EDITORIAL: Neighborhood life

By NEMS Daily Journal

The quality of life in any city begins with neighborhoods. They are the building blocks for everything else.
People’s first and primary association with a community is the area in which they live. If a neighborhood is safe, well-maintained and full of friendly people with a sense of connection to one another, residents generally will feel good about their city.
That positive outlook transfers to broader community efforts and enhances the attractiveness of the city to outsiders.
Strong neighborhoods not only give their own residents a sense of pride and accomplishment, they provide both a model and a challenge to others to follow suit. When neighbors experience their collective power to improve their surroundings, increased engagement in the wider community generally follows.
Conversely, weak or neglected neighborhoods are contagious. Blight, crime or other kinds of deterioration usually don’t stay confined to one area of a city. If not reversed, they spread, accelerating a cycle of decline.

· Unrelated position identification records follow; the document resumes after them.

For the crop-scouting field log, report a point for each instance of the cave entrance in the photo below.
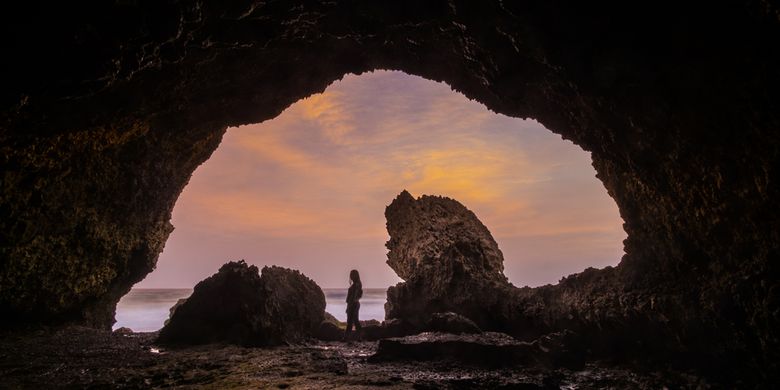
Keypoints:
(307, 190)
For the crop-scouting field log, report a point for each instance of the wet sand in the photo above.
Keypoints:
(76, 357)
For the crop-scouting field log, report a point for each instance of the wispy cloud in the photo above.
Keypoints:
(321, 174)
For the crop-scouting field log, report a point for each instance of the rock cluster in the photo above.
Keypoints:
(680, 121)
(238, 305)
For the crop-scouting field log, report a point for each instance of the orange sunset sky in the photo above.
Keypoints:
(308, 189)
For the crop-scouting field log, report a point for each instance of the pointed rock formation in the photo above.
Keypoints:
(448, 259)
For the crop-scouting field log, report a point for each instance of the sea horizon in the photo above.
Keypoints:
(145, 309)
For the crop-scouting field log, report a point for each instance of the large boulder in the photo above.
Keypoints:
(448, 259)
(238, 305)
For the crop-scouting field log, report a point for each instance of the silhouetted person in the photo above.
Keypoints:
(354, 294)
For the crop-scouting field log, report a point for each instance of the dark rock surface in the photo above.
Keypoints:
(77, 357)
(106, 110)
(450, 322)
(238, 305)
(488, 349)
(330, 329)
(448, 259)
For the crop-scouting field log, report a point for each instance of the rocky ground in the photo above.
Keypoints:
(86, 358)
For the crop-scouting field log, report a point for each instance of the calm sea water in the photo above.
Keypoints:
(146, 309)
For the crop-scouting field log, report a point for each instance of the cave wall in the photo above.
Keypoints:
(107, 108)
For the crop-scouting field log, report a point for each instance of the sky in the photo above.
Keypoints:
(308, 189)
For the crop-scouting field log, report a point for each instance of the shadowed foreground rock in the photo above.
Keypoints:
(489, 349)
(238, 305)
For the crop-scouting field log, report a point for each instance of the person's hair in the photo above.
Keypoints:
(354, 276)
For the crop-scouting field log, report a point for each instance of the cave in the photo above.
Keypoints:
(108, 108)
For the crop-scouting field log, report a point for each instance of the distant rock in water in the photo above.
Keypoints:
(239, 305)
(448, 259)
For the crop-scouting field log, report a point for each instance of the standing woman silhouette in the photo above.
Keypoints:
(354, 294)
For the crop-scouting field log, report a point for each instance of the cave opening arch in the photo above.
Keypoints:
(298, 190)
(98, 148)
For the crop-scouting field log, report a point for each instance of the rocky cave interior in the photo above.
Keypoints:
(108, 108)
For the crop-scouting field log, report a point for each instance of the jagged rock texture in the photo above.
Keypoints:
(448, 259)
(240, 306)
(107, 108)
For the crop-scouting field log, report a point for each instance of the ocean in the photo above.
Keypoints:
(146, 309)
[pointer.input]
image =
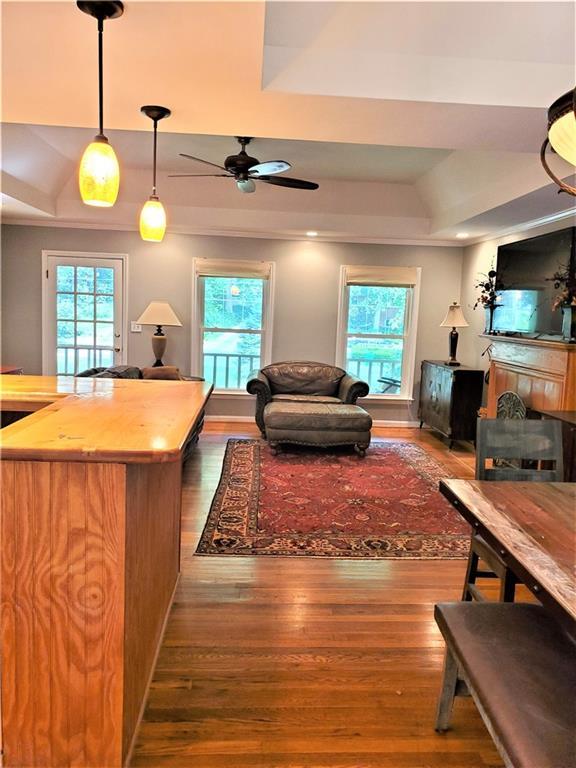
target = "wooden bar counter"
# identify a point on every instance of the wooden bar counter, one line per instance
(90, 556)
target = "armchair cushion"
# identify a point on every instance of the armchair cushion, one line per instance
(305, 399)
(351, 388)
(303, 378)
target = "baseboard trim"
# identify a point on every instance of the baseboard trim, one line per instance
(245, 419)
(375, 423)
(392, 423)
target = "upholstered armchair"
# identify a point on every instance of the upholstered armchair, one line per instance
(303, 381)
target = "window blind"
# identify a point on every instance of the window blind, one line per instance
(232, 268)
(363, 275)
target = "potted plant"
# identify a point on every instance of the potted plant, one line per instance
(565, 282)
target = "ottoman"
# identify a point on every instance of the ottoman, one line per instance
(320, 424)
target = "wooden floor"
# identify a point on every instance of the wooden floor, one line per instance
(297, 662)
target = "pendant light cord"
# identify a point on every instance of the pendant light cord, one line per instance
(155, 143)
(100, 78)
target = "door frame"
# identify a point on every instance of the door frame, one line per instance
(123, 257)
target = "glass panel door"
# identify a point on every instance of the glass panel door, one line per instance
(83, 314)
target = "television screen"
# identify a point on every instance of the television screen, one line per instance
(524, 270)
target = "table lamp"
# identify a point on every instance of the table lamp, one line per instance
(159, 313)
(454, 319)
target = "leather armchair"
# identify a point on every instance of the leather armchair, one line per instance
(303, 381)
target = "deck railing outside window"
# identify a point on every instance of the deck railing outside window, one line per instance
(227, 371)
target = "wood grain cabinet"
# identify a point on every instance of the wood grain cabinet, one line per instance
(450, 398)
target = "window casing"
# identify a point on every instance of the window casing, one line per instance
(233, 321)
(377, 325)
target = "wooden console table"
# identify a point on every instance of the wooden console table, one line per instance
(90, 523)
(543, 373)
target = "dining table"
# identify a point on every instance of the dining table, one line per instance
(532, 526)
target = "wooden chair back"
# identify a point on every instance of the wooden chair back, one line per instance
(529, 440)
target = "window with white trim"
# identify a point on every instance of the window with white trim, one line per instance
(377, 327)
(233, 318)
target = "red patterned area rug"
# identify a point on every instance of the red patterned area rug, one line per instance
(385, 506)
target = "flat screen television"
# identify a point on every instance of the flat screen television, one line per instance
(527, 294)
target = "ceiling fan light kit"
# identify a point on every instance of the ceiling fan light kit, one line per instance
(246, 185)
(99, 172)
(561, 136)
(153, 215)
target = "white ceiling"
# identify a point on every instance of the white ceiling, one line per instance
(509, 54)
(418, 120)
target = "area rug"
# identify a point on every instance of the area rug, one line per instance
(335, 504)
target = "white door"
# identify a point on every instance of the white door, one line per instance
(83, 313)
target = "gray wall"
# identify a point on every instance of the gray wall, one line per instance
(306, 296)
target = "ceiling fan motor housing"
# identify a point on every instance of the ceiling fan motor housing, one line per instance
(240, 164)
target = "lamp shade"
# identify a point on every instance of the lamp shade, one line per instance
(454, 317)
(152, 221)
(158, 313)
(99, 174)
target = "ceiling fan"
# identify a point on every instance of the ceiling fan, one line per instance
(247, 170)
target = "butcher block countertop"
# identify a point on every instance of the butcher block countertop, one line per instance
(101, 420)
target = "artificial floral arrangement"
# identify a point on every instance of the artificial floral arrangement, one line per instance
(565, 281)
(489, 297)
(489, 286)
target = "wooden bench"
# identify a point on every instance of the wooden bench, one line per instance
(518, 665)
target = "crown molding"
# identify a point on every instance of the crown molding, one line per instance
(185, 230)
(524, 227)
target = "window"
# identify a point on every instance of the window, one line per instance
(83, 316)
(377, 327)
(233, 311)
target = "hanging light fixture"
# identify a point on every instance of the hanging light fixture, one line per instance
(99, 175)
(153, 215)
(561, 136)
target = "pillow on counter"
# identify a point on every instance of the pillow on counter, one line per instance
(162, 372)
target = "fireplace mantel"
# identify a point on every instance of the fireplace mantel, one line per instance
(543, 373)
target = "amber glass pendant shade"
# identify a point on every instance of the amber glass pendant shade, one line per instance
(152, 221)
(562, 136)
(153, 215)
(99, 175)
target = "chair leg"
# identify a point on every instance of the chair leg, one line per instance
(448, 692)
(507, 587)
(471, 573)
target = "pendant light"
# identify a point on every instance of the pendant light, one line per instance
(153, 215)
(561, 136)
(99, 174)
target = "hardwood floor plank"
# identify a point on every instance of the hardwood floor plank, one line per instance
(305, 662)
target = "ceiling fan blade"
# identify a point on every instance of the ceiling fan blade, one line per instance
(199, 175)
(270, 167)
(286, 181)
(199, 160)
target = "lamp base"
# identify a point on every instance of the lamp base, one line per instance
(453, 339)
(101, 9)
(158, 347)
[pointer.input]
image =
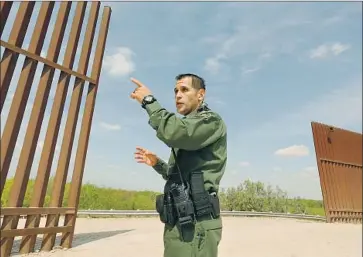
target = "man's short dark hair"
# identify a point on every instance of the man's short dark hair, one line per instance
(197, 82)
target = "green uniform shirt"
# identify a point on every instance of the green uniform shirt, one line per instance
(199, 140)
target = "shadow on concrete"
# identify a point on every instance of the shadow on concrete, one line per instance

Tupelo in recent years has worked hard to strengthen its neighborhoods, including revitalizing areas that were deteriorating. A consensus has emerged that no neighborhood can or should be written off, that all neighborhoods – old or new, of whatever income level – can not only stabilize but improve in livability and economic value. But it won’t happen without a concerted, intentional effort.
Since Mayor Jack Reed Jr. took office last summer, he’s preached the all-neighborhoods-should-be-strong message. And on Saturday, a community-wide gathering brought the message home.
“A Celebration of Tupelo Neighborhoods,” sponsored by the Mayor’s Task Force on Neighborhoods, drew representatives from neighborhood associations across the city – those who have been involved in neighborhood improvement process for a while, and those that are just beginning.
The city has challenged residents with a Neighborhood Impact Awards Program designed to encourage and fund improvement projects. Fifteen neighborhood associations representing about 20,000 of Tupelo’s residents already exist; more are needed to cover the entire city.
Saturday’s gathering at the BancorpSouth Arena is the kind of event that can help galvanize community efforts by the sharing of knowledge gained through experience and networking among various groups. We hope it will be the kickoff for the best year yet in Tupelo for neighborhood improvement.
It’s clear that any city is only as strong as its weakest neighborhoods. Tupelo’s challenge is simultaneously to develop new, thriving neighborhoods and neighborhood models that may be different from the past, while restoring and revitalizing those that have been around a long time.
Nothing is any more important to the future vitality of the city.